Tuesday, January 27, 2015

The snow day that wasn't, and true community


Because the Great Nor'easter of January '15 veered east (out to sea?), I didn't get my snow day so off to work (loving it) I go. Here is a recent conversation remembering Philadelphia's Blizzard of '96 with a segue into true community.
The blizzard of January of 1996. On Palmer Street in Fishtown, with my walk up Belgrade Street to York Street. Three feet of snow. I remember we waited for days for a snow plow. When it did not come, I looked out my window and saw a group of my neighbors shoveling snow from the street. So I grabbed my shovel, and within a few hours we had one block of Palmer Street cleared.
That was so much fun! Work was only a block from home so I was one of two who showed up. I literally swam through the little parking lot, under about four or five feet of drifted snow, to get to the door.

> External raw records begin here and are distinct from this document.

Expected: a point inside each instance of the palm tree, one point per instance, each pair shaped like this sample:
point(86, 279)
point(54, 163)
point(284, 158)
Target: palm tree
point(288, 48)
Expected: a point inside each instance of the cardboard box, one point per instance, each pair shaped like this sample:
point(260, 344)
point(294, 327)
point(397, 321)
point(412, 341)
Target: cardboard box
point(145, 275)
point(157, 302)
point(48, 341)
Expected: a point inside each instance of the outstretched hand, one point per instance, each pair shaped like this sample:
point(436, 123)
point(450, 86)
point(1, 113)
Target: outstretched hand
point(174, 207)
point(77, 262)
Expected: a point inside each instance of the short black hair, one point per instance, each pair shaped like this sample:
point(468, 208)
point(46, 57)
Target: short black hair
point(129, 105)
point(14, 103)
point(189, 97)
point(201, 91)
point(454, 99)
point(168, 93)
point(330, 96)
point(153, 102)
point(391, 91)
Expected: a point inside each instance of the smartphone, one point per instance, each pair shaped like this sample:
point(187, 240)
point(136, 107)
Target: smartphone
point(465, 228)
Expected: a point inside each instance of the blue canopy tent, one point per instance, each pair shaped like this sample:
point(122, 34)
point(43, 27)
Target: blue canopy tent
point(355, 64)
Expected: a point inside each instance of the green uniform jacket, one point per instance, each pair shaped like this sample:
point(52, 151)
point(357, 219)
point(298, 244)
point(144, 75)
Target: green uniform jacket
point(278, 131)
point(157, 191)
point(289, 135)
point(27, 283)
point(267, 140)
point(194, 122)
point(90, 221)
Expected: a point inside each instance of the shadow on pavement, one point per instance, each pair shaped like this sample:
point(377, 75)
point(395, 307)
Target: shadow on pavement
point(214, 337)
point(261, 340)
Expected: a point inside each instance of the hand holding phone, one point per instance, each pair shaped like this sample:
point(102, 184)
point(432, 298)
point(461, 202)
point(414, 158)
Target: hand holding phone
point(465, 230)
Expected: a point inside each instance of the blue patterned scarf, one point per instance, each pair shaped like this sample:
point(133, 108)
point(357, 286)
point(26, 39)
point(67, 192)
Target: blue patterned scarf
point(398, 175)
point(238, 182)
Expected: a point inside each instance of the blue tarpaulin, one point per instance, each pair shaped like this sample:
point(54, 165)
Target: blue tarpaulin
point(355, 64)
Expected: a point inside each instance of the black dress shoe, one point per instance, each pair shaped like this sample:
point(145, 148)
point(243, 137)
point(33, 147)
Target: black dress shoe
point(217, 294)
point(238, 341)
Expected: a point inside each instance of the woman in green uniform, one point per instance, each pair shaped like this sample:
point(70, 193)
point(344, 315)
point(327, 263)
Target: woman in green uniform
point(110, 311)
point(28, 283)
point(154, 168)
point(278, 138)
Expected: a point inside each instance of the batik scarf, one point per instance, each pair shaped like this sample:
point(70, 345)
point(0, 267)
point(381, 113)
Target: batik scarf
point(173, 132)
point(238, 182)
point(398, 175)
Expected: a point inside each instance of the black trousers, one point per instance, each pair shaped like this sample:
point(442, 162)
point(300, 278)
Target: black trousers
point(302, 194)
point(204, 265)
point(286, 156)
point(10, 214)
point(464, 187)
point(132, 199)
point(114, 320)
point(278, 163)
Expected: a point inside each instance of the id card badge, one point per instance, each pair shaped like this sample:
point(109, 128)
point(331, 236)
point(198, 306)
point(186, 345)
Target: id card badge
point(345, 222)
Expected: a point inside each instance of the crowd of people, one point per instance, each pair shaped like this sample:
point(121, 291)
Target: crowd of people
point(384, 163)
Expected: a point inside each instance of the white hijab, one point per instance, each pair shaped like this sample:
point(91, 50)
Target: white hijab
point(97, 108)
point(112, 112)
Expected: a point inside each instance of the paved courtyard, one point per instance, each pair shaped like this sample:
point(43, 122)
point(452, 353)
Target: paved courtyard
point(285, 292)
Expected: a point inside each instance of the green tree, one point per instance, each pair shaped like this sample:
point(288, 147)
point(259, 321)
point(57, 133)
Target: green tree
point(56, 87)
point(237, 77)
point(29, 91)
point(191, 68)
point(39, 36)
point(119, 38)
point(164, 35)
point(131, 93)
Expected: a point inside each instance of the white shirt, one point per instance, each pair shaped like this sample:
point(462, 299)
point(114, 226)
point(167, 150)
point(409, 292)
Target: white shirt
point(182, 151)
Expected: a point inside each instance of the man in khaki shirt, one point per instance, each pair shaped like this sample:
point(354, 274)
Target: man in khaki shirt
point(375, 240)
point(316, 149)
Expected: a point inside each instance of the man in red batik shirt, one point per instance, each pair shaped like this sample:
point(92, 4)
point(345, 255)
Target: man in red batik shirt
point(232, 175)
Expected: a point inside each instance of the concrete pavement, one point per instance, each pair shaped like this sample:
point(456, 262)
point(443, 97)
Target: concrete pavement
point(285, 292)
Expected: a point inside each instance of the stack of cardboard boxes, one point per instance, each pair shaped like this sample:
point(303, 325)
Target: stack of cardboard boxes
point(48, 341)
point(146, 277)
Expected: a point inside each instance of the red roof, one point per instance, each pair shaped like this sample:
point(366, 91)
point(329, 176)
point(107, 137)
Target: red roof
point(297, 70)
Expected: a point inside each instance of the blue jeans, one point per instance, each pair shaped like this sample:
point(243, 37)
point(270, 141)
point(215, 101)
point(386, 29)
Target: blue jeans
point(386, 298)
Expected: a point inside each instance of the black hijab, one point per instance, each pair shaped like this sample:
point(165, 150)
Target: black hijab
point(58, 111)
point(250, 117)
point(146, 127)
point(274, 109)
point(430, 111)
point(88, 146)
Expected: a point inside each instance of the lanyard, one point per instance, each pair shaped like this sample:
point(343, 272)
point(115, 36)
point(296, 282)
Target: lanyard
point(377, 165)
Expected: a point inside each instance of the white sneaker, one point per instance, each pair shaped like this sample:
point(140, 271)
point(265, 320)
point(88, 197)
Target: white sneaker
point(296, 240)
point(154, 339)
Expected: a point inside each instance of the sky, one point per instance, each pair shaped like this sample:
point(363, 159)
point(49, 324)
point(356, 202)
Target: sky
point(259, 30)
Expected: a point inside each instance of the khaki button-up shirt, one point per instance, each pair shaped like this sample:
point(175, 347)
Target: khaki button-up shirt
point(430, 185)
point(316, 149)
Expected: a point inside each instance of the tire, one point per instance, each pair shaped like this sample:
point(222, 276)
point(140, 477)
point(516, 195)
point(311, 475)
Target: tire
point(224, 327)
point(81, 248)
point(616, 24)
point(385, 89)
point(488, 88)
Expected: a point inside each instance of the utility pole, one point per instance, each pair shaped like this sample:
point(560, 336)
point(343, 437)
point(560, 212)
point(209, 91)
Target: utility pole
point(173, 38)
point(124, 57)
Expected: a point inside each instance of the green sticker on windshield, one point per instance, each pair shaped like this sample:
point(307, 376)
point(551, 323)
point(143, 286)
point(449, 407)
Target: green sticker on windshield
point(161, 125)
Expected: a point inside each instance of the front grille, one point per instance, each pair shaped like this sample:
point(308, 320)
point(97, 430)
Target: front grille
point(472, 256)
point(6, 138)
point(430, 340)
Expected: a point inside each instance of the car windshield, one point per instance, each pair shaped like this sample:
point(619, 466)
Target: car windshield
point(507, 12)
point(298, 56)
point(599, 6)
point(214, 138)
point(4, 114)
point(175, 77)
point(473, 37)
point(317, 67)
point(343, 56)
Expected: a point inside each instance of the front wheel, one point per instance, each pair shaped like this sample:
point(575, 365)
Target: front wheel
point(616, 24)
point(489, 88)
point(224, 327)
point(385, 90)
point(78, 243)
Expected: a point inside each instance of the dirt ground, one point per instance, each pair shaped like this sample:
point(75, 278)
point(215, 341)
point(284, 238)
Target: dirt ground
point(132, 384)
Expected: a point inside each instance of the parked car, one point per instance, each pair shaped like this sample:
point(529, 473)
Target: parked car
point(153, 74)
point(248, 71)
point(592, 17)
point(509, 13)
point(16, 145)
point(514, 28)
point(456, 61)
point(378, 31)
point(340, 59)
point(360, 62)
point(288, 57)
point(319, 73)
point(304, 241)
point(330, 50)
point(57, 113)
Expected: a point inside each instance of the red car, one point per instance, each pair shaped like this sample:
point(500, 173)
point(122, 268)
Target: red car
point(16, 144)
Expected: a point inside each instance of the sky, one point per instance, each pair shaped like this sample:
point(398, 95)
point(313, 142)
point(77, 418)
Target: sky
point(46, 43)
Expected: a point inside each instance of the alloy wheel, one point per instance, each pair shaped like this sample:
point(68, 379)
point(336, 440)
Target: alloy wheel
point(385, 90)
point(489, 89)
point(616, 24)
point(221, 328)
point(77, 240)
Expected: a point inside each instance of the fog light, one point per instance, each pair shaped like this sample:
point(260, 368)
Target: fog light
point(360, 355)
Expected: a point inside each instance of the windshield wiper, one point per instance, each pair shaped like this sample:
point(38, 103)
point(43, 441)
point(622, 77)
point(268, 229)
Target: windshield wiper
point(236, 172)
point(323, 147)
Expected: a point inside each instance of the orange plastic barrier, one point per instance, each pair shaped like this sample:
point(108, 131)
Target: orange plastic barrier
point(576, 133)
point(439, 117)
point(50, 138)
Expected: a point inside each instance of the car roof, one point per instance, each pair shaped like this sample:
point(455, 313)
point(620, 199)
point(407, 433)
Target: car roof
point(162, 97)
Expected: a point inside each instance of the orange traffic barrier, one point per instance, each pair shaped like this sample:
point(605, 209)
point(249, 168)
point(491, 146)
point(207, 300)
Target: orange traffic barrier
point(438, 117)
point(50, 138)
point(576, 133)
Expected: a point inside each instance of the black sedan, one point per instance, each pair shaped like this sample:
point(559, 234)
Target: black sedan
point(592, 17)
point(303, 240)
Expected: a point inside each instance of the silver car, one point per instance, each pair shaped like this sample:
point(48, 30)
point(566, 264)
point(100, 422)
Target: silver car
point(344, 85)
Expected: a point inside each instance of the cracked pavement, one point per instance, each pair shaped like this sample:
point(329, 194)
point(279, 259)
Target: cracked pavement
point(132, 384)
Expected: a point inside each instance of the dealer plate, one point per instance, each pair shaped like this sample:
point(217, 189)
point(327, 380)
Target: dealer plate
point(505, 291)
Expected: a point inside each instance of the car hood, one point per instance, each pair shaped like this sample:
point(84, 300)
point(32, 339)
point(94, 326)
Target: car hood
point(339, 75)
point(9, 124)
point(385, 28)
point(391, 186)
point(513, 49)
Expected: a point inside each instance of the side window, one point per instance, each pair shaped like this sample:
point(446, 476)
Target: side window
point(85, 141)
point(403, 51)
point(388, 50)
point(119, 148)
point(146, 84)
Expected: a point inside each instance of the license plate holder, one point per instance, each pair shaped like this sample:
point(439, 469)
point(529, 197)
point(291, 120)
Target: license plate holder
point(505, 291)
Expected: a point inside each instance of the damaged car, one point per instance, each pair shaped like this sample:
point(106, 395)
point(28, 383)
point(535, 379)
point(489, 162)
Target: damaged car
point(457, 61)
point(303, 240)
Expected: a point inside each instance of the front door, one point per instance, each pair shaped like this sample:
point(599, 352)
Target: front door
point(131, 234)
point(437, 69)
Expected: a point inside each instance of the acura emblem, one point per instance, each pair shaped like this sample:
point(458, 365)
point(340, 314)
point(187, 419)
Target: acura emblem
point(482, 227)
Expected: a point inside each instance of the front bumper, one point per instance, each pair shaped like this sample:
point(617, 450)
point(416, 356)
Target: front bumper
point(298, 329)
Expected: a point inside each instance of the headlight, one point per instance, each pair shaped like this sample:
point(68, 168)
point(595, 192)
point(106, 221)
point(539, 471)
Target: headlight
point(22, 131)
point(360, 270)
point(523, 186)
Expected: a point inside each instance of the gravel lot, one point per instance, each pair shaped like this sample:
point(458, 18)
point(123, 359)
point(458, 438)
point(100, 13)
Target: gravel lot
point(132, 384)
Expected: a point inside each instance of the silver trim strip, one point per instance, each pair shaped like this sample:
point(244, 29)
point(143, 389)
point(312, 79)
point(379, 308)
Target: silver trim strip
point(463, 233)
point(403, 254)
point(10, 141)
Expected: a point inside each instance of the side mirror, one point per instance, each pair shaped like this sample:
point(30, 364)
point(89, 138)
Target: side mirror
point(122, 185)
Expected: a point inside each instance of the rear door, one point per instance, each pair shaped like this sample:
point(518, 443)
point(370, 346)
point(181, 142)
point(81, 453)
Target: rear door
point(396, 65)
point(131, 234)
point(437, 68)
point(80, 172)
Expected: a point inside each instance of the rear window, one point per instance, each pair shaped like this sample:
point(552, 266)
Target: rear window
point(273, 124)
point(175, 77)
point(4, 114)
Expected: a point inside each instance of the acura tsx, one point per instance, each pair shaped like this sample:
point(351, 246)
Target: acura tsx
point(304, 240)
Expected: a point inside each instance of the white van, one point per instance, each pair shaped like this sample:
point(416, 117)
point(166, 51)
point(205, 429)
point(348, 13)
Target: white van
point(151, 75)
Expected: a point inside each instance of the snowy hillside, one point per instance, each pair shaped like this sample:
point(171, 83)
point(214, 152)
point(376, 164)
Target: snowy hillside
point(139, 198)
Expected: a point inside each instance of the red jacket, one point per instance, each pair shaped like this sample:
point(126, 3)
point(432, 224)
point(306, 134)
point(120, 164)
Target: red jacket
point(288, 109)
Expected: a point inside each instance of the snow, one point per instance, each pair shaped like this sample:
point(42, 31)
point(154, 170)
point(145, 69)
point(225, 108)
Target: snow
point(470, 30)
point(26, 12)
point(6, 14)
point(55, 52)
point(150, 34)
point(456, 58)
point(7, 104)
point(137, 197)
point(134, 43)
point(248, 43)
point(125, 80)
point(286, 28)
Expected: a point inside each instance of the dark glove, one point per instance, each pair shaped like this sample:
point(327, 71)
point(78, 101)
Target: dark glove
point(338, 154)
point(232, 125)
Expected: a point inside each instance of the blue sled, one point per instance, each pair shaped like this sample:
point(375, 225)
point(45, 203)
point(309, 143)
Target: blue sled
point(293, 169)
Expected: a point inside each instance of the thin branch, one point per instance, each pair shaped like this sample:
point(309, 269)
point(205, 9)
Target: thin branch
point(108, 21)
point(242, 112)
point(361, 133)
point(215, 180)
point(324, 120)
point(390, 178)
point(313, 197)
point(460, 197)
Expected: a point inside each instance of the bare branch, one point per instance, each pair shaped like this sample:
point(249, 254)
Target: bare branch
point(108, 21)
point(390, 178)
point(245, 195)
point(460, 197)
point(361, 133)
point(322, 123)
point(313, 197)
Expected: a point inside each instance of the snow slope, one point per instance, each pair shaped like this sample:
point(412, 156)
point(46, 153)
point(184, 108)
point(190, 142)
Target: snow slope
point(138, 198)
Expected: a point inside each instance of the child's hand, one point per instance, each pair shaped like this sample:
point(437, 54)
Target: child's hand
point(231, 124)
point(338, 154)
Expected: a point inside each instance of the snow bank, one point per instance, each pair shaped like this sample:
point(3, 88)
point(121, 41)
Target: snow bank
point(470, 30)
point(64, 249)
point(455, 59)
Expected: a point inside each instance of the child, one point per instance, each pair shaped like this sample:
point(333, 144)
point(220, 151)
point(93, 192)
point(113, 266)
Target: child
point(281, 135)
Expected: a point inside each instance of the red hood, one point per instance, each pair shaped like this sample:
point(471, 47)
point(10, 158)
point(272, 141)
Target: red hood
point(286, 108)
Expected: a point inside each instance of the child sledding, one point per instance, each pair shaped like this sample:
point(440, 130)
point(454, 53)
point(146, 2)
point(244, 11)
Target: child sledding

The other guy and I walked through a quiet, gleaming white Ardmore that was magical.
Shows what true neighborly cooperation can accomplish!
Subsidiarity in action: true community, not big government, but one of government's legitimate roles is maintaining infrastructure such as paving and clearing roads.
Precisely . . . and if you carry it far enough, you have a mini-economic system that benefits all.
Reminds me of longtime blogger Joshua Snyder's point: we could have stopped the Sixties if the early New Left, such as the clean-cut '64 SDS, the John Birch Society, and redneck populists sat down and talked to each other, coming to an understanding. True community; self-determination. Not the big government of the Great Society or the Rockefeller Republicans and neocons.
I am no supporter of the Great Society, but for many who practiced it--i.e., that is actually believed in what LBJ said and allegedly was trying to do--they had good intentions. OK, much of the Great Society programs such as unbridled welfare went awry; maybe government-made jobs programs (without the necessary economic value) too. I perceive looking back that the problem was the marriage of huge gov't social spending, a hugely wasteful and expensive war, and large scale businesses that dropped the ball when it came to providing workers across the whole spectrum of industries gainful employment. Oh . . . and too many college graduates. We needed more skilled laborers, except that even nowadays much of that skill is exported overseas or due to shortages now imported.
Western liberalism's a Christian heresy; it often has the best intentions.

1 comment:

  1. The mid-century movers and shakers weren't about subsidiarity at all though. On the farther left they wanted to increase the power and prestige of political, governmental and humanitarian institutions. On the marginally less far left they wanted to increase the power and prestige of commercial institutions. Both promoted the influx of millions of women into the labor market. Both quite intentionally weakened the natural organs of society - family and Church - so both promoted eugenics, serial polygamy, fornication and the rest of the rot.